Acid sphingomyelinase deficiency and Gaucher disease: Underdiagnosed and often treatable causes of hepatomegaly, splenomegaly, and low HDL cholesterol in lean individuals.

Abstract

Background: Acid sphingomyelinase deficiency (ASMD) and Gaucher disease type 1 (GD1) are rare inherited sphingolipid disorders with multisystemic manifestations, including liver disease and dyslipidemia. Despite effective treatments, insufficient disease awareness frequently results in diagnostic delays during which irreversible complications occur. We delineated the shared and distinctive features of hepatic, splenic, and lipoprotein phenotypes in ASMD and GD1.

Methods: We analyzed baseline hepatic, splenic, and lipoprotein phenotypes of untreated adults in pivotal trials of ASMD (ASCEND, N=36) and GD1 (ENGAGE, N=40).

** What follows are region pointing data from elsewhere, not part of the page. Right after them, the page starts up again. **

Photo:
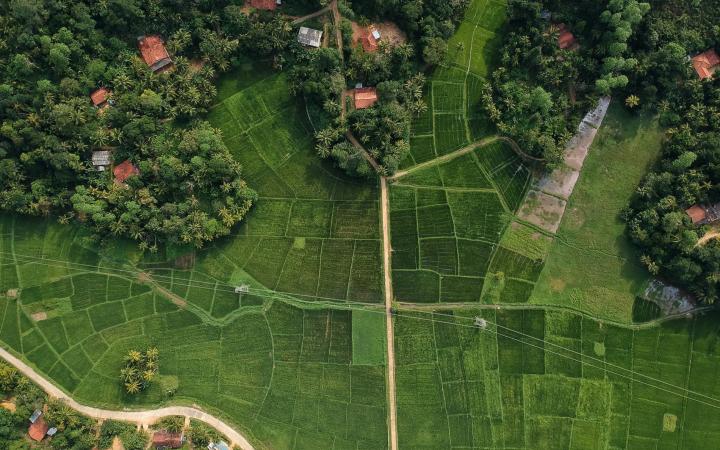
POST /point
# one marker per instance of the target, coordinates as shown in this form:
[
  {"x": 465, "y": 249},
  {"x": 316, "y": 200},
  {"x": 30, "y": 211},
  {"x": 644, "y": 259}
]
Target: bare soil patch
[
  {"x": 557, "y": 284},
  {"x": 9, "y": 405},
  {"x": 543, "y": 210},
  {"x": 389, "y": 33},
  {"x": 38, "y": 316}
]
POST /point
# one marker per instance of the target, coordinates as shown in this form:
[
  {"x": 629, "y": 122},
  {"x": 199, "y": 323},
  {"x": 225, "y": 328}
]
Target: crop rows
[
  {"x": 446, "y": 222},
  {"x": 561, "y": 384}
]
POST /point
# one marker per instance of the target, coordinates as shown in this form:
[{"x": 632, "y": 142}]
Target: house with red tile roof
[
  {"x": 364, "y": 97},
  {"x": 566, "y": 40},
  {"x": 706, "y": 63},
  {"x": 125, "y": 170},
  {"x": 267, "y": 5},
  {"x": 153, "y": 51},
  {"x": 100, "y": 97},
  {"x": 38, "y": 429}
]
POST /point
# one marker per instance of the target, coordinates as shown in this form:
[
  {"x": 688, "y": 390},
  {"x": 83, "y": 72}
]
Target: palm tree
[{"x": 132, "y": 387}]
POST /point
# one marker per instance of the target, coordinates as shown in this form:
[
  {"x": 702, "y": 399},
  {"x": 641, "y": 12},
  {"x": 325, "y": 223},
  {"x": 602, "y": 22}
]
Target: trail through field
[
  {"x": 385, "y": 206},
  {"x": 460, "y": 152},
  {"x": 311, "y": 15},
  {"x": 141, "y": 417}
]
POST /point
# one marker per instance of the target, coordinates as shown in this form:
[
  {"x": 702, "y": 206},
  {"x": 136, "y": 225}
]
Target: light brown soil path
[
  {"x": 462, "y": 151},
  {"x": 140, "y": 417},
  {"x": 311, "y": 15},
  {"x": 390, "y": 338}
]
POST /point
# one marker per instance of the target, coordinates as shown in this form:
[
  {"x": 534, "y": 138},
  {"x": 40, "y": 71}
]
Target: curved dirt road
[{"x": 145, "y": 417}]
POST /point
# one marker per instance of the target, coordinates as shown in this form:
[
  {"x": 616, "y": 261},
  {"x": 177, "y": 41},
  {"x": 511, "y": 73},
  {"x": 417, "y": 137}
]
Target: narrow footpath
[{"x": 140, "y": 417}]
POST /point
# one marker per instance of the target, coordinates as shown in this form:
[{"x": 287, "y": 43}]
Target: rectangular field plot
[
  {"x": 448, "y": 97},
  {"x": 533, "y": 404},
  {"x": 450, "y": 132}
]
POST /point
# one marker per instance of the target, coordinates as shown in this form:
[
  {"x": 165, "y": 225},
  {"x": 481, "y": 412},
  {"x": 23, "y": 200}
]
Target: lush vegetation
[
  {"x": 189, "y": 191},
  {"x": 552, "y": 380},
  {"x": 687, "y": 172},
  {"x": 384, "y": 129},
  {"x": 140, "y": 369},
  {"x": 540, "y": 91},
  {"x": 592, "y": 266}
]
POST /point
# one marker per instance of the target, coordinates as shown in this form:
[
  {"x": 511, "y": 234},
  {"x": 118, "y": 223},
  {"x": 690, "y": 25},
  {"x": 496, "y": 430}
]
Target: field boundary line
[
  {"x": 390, "y": 338},
  {"x": 461, "y": 151},
  {"x": 141, "y": 417}
]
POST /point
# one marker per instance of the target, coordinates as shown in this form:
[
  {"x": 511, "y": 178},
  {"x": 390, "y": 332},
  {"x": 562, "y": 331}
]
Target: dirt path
[
  {"x": 311, "y": 15},
  {"x": 390, "y": 338},
  {"x": 142, "y": 417},
  {"x": 445, "y": 158}
]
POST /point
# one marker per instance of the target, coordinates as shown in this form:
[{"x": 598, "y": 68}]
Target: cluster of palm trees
[{"x": 140, "y": 369}]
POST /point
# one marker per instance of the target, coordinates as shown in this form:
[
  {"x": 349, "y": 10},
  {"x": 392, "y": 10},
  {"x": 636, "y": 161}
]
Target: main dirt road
[{"x": 144, "y": 417}]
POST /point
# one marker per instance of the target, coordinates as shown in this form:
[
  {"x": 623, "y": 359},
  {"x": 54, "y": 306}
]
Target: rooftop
[
  {"x": 269, "y": 5},
  {"x": 706, "y": 63},
  {"x": 100, "y": 96},
  {"x": 154, "y": 53},
  {"x": 38, "y": 429},
  {"x": 310, "y": 37},
  {"x": 365, "y": 97}
]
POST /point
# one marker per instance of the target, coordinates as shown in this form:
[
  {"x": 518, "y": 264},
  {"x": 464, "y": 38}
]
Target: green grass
[
  {"x": 592, "y": 266},
  {"x": 368, "y": 337},
  {"x": 285, "y": 376},
  {"x": 461, "y": 387}
]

Results: The mean cohort ages were 34.8 years in ASMD and 31.8 years in GD1. Most patients had normal or low body mass index. Moderate hepatosplenomegaly (mean volume in multiples of normal) was common in both cohorts (hepatomegaly 1.53±0.42 and 1.40±0.32, respectively; splenomegaly 11.45±4.36 and 13.20±5.91, respectively). Liver function tests were mildly elevated in ASMD but normal in GD1. In both disorders, mean HDL cholesterol (mg/dL) was profoundly low (22.23±9.14 ASMD; 26.25±8.08 GD1) and correlated inversely with liver volume (r=-0.45 ASMD, p=0.005; r=-0.50 GD1, p=0.001) and spleen volume (r=-0.60 ASMD, p=0.0001; r=-0.63 GD1, p<0.0001). Mean LDL cholesterol (mg/dL) was elevated in ASMD (145.86±49.80) but low in GD1 (68.85±22.53). HDL cholesterol correlated inversely with serum concentrations of lyso-sphingomyelin in ASMD (r=-0.48, p=0.003) and glucosylsphingosine in GD1 (r=-0.63, p<0.0001).

Conclusions: ASMD and GD1 should be considered in differential diagnosis of patients with unexplained liver and lipid abnormalities, especially young, lean adults with very low HDL and hepatosplenomegaly. HDL emerged as a potential biomarker of disease activity in these sphingolipid disorders.